ABD’de 1979 yılında kısmi çekirdek erimesinin meydana geldiği Three Mile Island nükleer santralında söküm sırasında yöneticilik yapan Lake Barret TEPCO’nun yakıtı uzaklaştırmak için robot kullanacağını ve bunları nihai depolama yerine nakletmeden önce sahada metal kaplarda tutacağını belirtiyor. Three Mile Island santralında da bunların yapıldığını, ancak bu kez hasarın ve enkazın çok daha büyük olduğunu ve çok daha karmaşık mühendislik çalışmaları gerektirdiğini söylüyor. Bununla birlikte, Japonların mükemmel teknik beceriye sahip olduğunu ve robot teknolojisinin son 30 yılda çok ilerlediğini de ekliyor.

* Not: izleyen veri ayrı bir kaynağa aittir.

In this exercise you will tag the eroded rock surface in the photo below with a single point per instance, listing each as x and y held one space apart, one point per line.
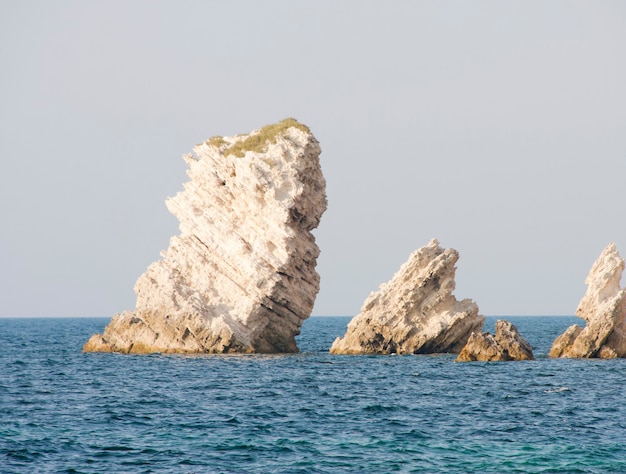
241 275
415 312
603 307
506 345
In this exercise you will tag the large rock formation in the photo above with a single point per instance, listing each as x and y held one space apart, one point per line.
241 275
603 307
507 344
415 312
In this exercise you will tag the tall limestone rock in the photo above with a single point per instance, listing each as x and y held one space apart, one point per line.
415 312
241 275
603 307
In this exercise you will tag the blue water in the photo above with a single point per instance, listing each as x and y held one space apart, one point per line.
65 411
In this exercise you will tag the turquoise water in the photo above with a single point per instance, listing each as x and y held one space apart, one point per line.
64 411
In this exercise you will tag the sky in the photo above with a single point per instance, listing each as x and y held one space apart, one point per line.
497 127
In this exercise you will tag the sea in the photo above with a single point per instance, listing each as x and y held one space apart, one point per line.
63 411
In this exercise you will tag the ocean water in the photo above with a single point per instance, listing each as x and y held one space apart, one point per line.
65 411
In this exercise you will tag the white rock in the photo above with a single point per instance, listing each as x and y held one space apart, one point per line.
507 344
415 312
603 307
241 275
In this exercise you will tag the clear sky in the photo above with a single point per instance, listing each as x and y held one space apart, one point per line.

Greenpeace Almanya’dan nükleer uzman Shaun Burnie ise bu devasa temizleme işinin zamanında tamamlanacağından kuşku duyuyor ve radyoaktivitenin tamamen kontrol altına alınıp alınmadığını sorguluyor. TEPCO yakıtın durumunu kanıtlayana kadar, malzemenin etkisi ve verdiği zararın dolayısıyla radyasyonun gelecekte çevreye nasıl sızabileceğine ilişkin bir kesin bilgi olamayacağını belirtiyor.

Aralık 2014’e kadar 4. reaktörden 1533 yakıt çubuğunun güvenli şekilde çıkarılmasına karşılık diğer üç ünitede hala yüzlerce çubuk bulunuyor. Bu iş için önce yapı molozlarını temizlemek, zırhları monte etmek, bina çatılarını sökmek ve çubukları çıkarmak için platformları ve özel ekipmanı kurmak gerekiyor. Geçen ay (Şubat 2018) 3. Ünitede depolama havuzundaki 533 yakıt çubuğunu çıkarmak için 55 tonluk bir kubbe çatı monte edildi. TEPCO’ya göre, 3. ünitede çıkarma işleminin 2019 Nisan ayından önce başlaması beklenirken, 1. ve 2. ünitelerdeki yakıtın 2023’den önce nakledilmeye hazır hale gelmesi beklenmiyor. Bu arada yakıtın ve katı haldeki radyoaktif malzemenin sahada nerede depolanacağı ve uzun süreli muhafazada nerede tutulacağına karar verilmiş değil. Geçen ay sahadaki yaklaşık 61 bin ton kapasiteli dokuzuncu katı atık depolama binası işletmeye sokuldu.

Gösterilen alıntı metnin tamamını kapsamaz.